¿Será el Benedito?
“Eso acontece, mi amor”, dijo Elisangela para consolar a su marido que no podía esconder su frustración por haber fallado en la noche de nupcias.
“Fue la primera vez que eso me aconteció”, se defendió Benedito. “Puede haber sido tanta emoción, mi angelito. Cuando vi ese cuerpo escultural, las carnes duritas, sin estrías, sin ninguna celulitis, esos pechos empinados, mi corazón se disparó. Estoy temblando hasta ahora, mira”, e irguió el brazo derecho, exhibiendo la mano trémula.
Ella lo abrazó. Su cuerpo caliente contrastaba con el de él, frío y tembloroso. Un hilo de sudor se deslizó por la frente de Benedito, bañando su rostro, enmarcando su evidente mirada de tristeza. Después de un breve silencio, él propuso:
“¿Y si lo hiciéramos de otra forma?”, sugirió, buscando una manera de satisfacer a la joven cuya excitación estaba a simple vista.
“No te preocupes, Dito. Tenemos una vida por delante”, respondió intentando disfrazar su disgusto.
“También puede ser por causa del cansancio.
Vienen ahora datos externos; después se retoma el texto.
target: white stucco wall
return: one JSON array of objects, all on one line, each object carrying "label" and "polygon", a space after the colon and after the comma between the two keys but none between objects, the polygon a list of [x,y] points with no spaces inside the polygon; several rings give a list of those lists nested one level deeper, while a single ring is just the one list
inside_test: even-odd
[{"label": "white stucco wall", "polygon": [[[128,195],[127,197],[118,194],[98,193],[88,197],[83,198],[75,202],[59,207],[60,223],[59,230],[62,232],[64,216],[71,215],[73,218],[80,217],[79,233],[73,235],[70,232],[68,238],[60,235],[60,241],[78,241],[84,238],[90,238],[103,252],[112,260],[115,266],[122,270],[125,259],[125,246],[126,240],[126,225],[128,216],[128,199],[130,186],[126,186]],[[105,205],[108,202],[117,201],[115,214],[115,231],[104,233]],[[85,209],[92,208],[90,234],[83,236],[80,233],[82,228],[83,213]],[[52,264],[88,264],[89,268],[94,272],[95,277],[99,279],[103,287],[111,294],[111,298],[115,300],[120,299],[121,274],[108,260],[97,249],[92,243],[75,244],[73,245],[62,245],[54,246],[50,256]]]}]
El día de hoy fue muy intenso y me sobrepasé con la bebida y la comida”, completó, buscando una explicación racional para su fracaso de esa noche.
“Ya te dije que no debes preocuparte. ¡Pareciera que es el fin del mundo! Y con su falta de experiencia continuó: “Tuve un novio, Tarcísio, que era virgen. A él tampoco le funcionó la primera vez. Pobrecito, casi se murió de vergüenza. Pasó varios días huyendo de mí. Me confesó que su mayor miedo era que yo les contase a mis amigas. Pero eso fue sólo la primera vez. Después casi me mata el condenado”, agregó riendo.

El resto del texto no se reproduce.